Click around that order of business I linked to above and you’ll start to understand a tiny fraction of the power of it. Do you want to know how many women sit on select committees? And how that’s changed in recent years? And whether that changes their recommendations? Or what times they sit? You answer those questions pretty easily with good linked data. And you can’t answer at all without it.

This work is hugely complicated. In the absence of a proper written constitution, the UK’s parliament is one of the least understandable in the world. There is no way that volunteers and academics will be able to document and organise it properly. And without that documentation there is little chance of people like me and the organisations that I help to keep running being able to connect parliament with the people.

So what?

I don’t like the UK Parliament. It’s full of people who control the school outside my flat, when I think that the Councillor that I elect in Manchester should be in charge. It tells my city that we can’t raise our own taxes to sort out our homelessness problem. It calls in, frustrates, and blocks plans to build homes and business premises that would make us richer and which our local politicians and communities have supported. I don’t like the UK Parliament.
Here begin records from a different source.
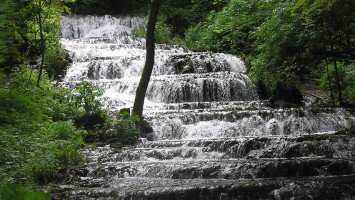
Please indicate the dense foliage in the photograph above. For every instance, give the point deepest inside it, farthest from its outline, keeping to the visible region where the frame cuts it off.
(35, 142)
(31, 35)
(284, 43)
(14, 192)
(43, 129)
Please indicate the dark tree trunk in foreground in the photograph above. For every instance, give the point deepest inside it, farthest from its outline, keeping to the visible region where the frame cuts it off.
(149, 62)
(337, 79)
(42, 47)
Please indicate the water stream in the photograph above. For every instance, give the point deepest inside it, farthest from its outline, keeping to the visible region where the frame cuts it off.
(213, 138)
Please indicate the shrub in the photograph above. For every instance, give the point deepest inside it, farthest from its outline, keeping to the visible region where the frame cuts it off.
(16, 193)
(34, 145)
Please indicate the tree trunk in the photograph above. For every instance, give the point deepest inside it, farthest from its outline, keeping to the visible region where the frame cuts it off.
(340, 96)
(330, 86)
(40, 22)
(149, 62)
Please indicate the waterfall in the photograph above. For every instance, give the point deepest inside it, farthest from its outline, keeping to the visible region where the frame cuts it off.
(213, 138)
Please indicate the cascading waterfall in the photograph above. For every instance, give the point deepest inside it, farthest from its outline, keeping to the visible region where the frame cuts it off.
(213, 138)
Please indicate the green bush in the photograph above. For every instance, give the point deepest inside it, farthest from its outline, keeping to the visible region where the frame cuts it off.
(34, 146)
(346, 79)
(15, 193)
But as much as people like me would wish Parliament to be less powerful and significantly smaller, we are losing the battle. In the last 20 years UK Central Government has grown in size by about 50%, while local government has shrunk by the same amount. Since our vote to leave the EU, the civil service has started growing rapidly with promises that it will grow still further to cope with Brexit. To my enormous frustration, The UK shows no sign of stopping being the most politically centralised large country in the world.
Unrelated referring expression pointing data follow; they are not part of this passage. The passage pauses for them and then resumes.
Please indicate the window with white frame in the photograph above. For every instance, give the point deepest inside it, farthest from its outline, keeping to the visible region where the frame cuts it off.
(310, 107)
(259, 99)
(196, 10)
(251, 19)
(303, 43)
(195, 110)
My best hope of dealing with one of the oldest, one of the most complex, and one of the most powerful parliaments in the world is better open data. If the buses in Manchester and Leeds don’t get better. If homelessness isn’t sorted out soon. If homes continue to be blocked, I want to know who to blame, what decisions were taken, and who contributed to taking them. And I want to do it based on analysis of a definitive record of what actually happened in our parliament, not the opinions of time-pressured and partisan journalists who all seem to live hundres of miles from where I do.

The work that the Parliamentary Digital Service have done on this is world-leading. It would be a huge loss if it didn’t continue.